Check disabled Windows Firewall profiles with PowerShell
Collect a local security posture snapshot for Domain, Private and Public Firewall profiles together with Microsoft Defender, Secure Boot, TPM and BitLocker state.
Run the security posture diagnostic
pwsh -NoProfile -File .\Invoke-WindowsDiagnostics.ps1 `
-Security -PrivacyMode -ExportMarkdown
The combined runner writes a local report and places security findings near the top. Privacy Mode redacts common identifying values, but the report should still be checked manually before sharing.
When this guide is useful
- Windows Security shows a Firewall warning or a support tool reports that a profile is disabled.
- You need to compare Firewall state with Defender and hardware-backed security features.
- A managed computer may be controlled by Group Policy or another security product.
- You want evidence before deciding whether any remediation is appropriate.
What the security report checks
Windows Firewall profiles
Enabled state for Domain, Private and Public profiles, reported separately so one disabled profile is not confused with all profiles being disabled.
Microsoft Defender
Available component and protection status from built-in read-only Windows sources.
Secure Boot and TPM
Availability of Secure Boot and Trusted Platform Module information where Windows exposes it to the current user.
BitLocker status
Volume protection state without reading recovery keys, key protectors or other secret material.
How to interpret a disabled Firewall profile
Check which profile is active
Windows maintains separate Domain, Private and Public profiles. A disabled profile may not be the currently active network profile, but it is still useful context for policy review.
Look for managed or third-party security
Another endpoint security product or centrally managed policy may control the expected Firewall state. The report identifies state but does not determine the organization’s intended configuration.
Do not treat every warning as an instruction
A WARN finding means the state deserves review. It does not automatically mean that enabling a feature is safe on every managed, specialized or test system.
Compare multiple signals
Firewall, Defender, Secure Boot, TPM and BitLocker measure different layers of protection. One enabled feature does not compensate for every other disabled feature, and one unavailable source does not prove that protection is absent.

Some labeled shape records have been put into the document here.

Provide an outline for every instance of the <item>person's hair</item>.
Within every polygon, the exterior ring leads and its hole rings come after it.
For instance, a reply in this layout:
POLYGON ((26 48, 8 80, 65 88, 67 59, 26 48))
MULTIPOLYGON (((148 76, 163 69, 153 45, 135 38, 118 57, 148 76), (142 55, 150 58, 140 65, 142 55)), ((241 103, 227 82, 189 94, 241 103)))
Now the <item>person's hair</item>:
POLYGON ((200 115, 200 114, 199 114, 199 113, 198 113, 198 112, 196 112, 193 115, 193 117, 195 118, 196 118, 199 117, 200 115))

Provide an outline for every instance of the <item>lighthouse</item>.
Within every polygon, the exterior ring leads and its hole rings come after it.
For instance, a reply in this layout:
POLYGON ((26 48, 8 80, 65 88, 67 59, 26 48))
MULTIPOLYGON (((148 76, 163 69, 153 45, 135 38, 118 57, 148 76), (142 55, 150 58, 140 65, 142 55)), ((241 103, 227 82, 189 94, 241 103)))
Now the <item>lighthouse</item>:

What the toolkit does not do
- It does not decide whether a profile should be enabled in your environment.
- It does not enumerate or modify individual Firewall rules.
- It does not retrieve BitLocker recovery keys or key protectors.
- It does not bypass permissions when a Windows security source is unavailable.
Reasonable next steps
- Record the active network profile and whether the machine is domain joined or centrally managed.
- Confirm whether another security product is expected to manage the Firewall.
- Compare the report with the organization’s approved baseline or Microsoft guidance for that environment.
- Make configuration changes only through an authorized administrative process.